Benjamin and Jessica were married in 2011 and Benjamin filed for divorce in 2016. They had one daughter together. Trial was held in 2017. After trial, the District Court awarded Jessica legal and physical custody of the child, and imposed some serious restrictions on Benjamin’s parenting time including a prohibition on the consumption of alcohol, requirements that Benjamin self-report any violations, and automatic forfeiture and/or supervision of parenting time in the event that Benjamin consumed alcohol during or before his parenting time. Benjamin appealed, assigning as error (1) the District Court’s failure to adopt his proposed parenting plan, (2) adopting Jessica’s proposed Plan, (3) delegating authority to Jessica to unilaterally suspend his time, and (4) the division of marital assets.

Holdings:

The Court of Appeals found no abuse of discretion in the District Court’s decision to adopt Jessica’s proposed parenting plan over Benjamin’s. The District Court had determined that Jessica was a more credible witness, and that determination is entitled to deference. In addition, the District Court concluded Jessica had been the primary parent during the marriage, and that Benjamin had a history of domestic violence, and abuses of alcohol that placed the child in danger. Finally, the Court found that the parties have a long history of conflict rendering joint decision-making impossible.

Having affirmed the award of custody to Jessica, the Court went on to discuss Benjamin’s specific objections to Jessica’s plan, including contact with family members and a requirement that Benjamin provide all of the transportation. Given the apparent distance between the parties, the Court found it was an abuse of discretion to require Benjamin to provide all of the transportation, given his limited parenting time, particularly on Wednesday evenings. The Court modified the Plan to require the parties meet halfway on Wednesdays for exchanges.

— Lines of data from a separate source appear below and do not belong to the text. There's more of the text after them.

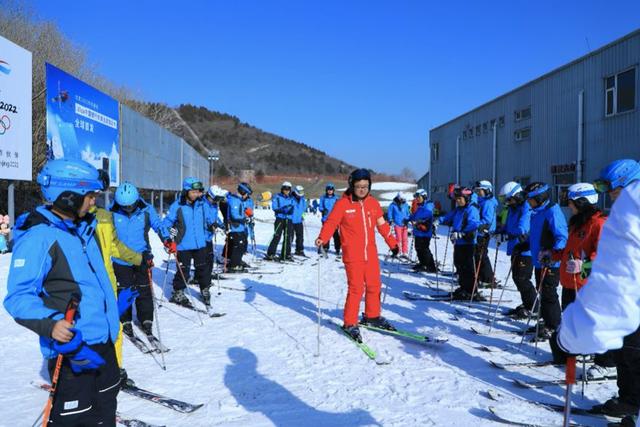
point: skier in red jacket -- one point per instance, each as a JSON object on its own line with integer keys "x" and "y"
{"x": 357, "y": 213}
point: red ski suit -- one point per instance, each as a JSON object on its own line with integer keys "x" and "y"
{"x": 357, "y": 220}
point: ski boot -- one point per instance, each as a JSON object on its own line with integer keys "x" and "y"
{"x": 378, "y": 322}
{"x": 180, "y": 298}
{"x": 146, "y": 327}
{"x": 353, "y": 332}
{"x": 127, "y": 328}
{"x": 206, "y": 296}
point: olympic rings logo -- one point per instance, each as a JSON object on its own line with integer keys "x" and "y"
{"x": 5, "y": 124}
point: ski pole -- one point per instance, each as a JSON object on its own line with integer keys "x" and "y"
{"x": 187, "y": 289}
{"x": 155, "y": 304}
{"x": 538, "y": 302}
{"x": 570, "y": 379}
{"x": 69, "y": 314}
{"x": 495, "y": 312}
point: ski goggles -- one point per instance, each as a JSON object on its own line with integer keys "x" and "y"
{"x": 602, "y": 185}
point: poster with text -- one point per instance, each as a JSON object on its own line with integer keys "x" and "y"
{"x": 82, "y": 123}
{"x": 15, "y": 112}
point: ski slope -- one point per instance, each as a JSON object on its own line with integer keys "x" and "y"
{"x": 257, "y": 366}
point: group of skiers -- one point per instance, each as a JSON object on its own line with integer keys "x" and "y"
{"x": 77, "y": 269}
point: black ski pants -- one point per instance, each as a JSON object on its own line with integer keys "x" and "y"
{"x": 550, "y": 306}
{"x": 137, "y": 277}
{"x": 425, "y": 257}
{"x": 201, "y": 264}
{"x": 298, "y": 232}
{"x": 463, "y": 260}
{"x": 237, "y": 244}
{"x": 522, "y": 269}
{"x": 88, "y": 398}
{"x": 281, "y": 226}
{"x": 485, "y": 273}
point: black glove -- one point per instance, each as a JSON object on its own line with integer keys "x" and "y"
{"x": 559, "y": 354}
{"x": 147, "y": 259}
{"x": 394, "y": 251}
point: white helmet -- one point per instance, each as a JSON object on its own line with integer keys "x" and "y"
{"x": 511, "y": 189}
{"x": 485, "y": 185}
{"x": 583, "y": 190}
{"x": 215, "y": 191}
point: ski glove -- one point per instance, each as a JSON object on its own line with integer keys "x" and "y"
{"x": 80, "y": 356}
{"x": 126, "y": 297}
{"x": 170, "y": 246}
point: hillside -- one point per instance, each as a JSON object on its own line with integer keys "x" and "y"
{"x": 243, "y": 146}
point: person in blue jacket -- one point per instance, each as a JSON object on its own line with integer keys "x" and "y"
{"x": 237, "y": 221}
{"x": 299, "y": 208}
{"x": 548, "y": 234}
{"x": 423, "y": 226}
{"x": 516, "y": 233}
{"x": 464, "y": 221}
{"x": 326, "y": 206}
{"x": 487, "y": 205}
{"x": 132, "y": 219}
{"x": 56, "y": 260}
{"x": 283, "y": 205}
{"x": 191, "y": 219}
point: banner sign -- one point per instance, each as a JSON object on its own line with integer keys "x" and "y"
{"x": 82, "y": 123}
{"x": 15, "y": 112}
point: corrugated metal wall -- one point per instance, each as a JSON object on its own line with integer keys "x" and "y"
{"x": 154, "y": 158}
{"x": 554, "y": 101}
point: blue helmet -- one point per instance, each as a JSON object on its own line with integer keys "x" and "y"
{"x": 65, "y": 182}
{"x": 192, "y": 183}
{"x": 619, "y": 173}
{"x": 127, "y": 194}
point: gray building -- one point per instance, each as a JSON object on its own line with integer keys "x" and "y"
{"x": 560, "y": 128}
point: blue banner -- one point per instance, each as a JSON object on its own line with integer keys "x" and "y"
{"x": 82, "y": 123}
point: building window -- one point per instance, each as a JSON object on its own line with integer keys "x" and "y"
{"x": 620, "y": 93}
{"x": 522, "y": 134}
{"x": 523, "y": 114}
{"x": 435, "y": 152}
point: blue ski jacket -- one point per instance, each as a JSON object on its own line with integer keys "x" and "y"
{"x": 517, "y": 228}
{"x": 192, "y": 220}
{"x": 133, "y": 229}
{"x": 283, "y": 206}
{"x": 548, "y": 231}
{"x": 422, "y": 220}
{"x": 52, "y": 260}
{"x": 464, "y": 220}
{"x": 326, "y": 205}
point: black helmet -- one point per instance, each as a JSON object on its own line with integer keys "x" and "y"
{"x": 538, "y": 191}
{"x": 359, "y": 175}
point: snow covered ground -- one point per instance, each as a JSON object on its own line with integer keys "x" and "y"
{"x": 257, "y": 366}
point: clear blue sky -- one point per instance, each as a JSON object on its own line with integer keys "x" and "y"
{"x": 362, "y": 80}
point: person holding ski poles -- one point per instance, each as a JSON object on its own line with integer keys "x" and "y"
{"x": 283, "y": 204}
{"x": 516, "y": 233}
{"x": 300, "y": 207}
{"x": 57, "y": 270}
{"x": 487, "y": 204}
{"x": 606, "y": 313}
{"x": 133, "y": 218}
{"x": 423, "y": 228}
{"x": 192, "y": 219}
{"x": 548, "y": 234}
{"x": 357, "y": 214}
{"x": 326, "y": 205}
{"x": 398, "y": 217}
{"x": 464, "y": 221}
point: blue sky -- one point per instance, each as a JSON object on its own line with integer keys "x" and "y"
{"x": 362, "y": 80}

The Court also found that the District Court abused its discretion in awarding Benjamin only two weeks of summer parenting time and modified that award to be 6 weeks.

The Court completely removed the District Court’s safety plan which empowered Jessica to terminate Benjamin’s parenting time if she suspected that he was drinking (a violation of the non-delegation doctrine) or that required Benjamin to self-report all alcohol consumption to Jessica (an overly broad requirement which was not narrowly

-57- tailored to the best interest of the child). Although the Court reasoned that restrictions on activities during parenting time (such as a “no drinking” provision where the Court decides the sanction) are permissible, they are also an extreme remedy, reserved for the most severe of cases. In this case, particularly given the history of conflict between the parties, the Court of Appeals decided that the District Court abused its discretion in adopting the safety plan, and it struck the plan in its entirey.

The Court of Appeals also made other adjustments to the division of personal property including the value of a non-marital Shop-Vac and some fencing supplies.

Legal Principles:

1. The District Court’s determinations of credibility are entitled to deference because the District Court saw and observed the witnesses and is entitled to accept one version of the facts over another.

2. While the District Court has broad discretion over parenting time, it should not arrange transportation so that one party bears an undue burden, especially when coupled with a short window of parenting time.

3. A District Court has the exclusive responsibility to determine what is in the child’s best interest, and it cannot delegate that responsibility to one of the parties in exercising one of its core functions by authorizing one of the parties to decide whether parenting time should be forfeited.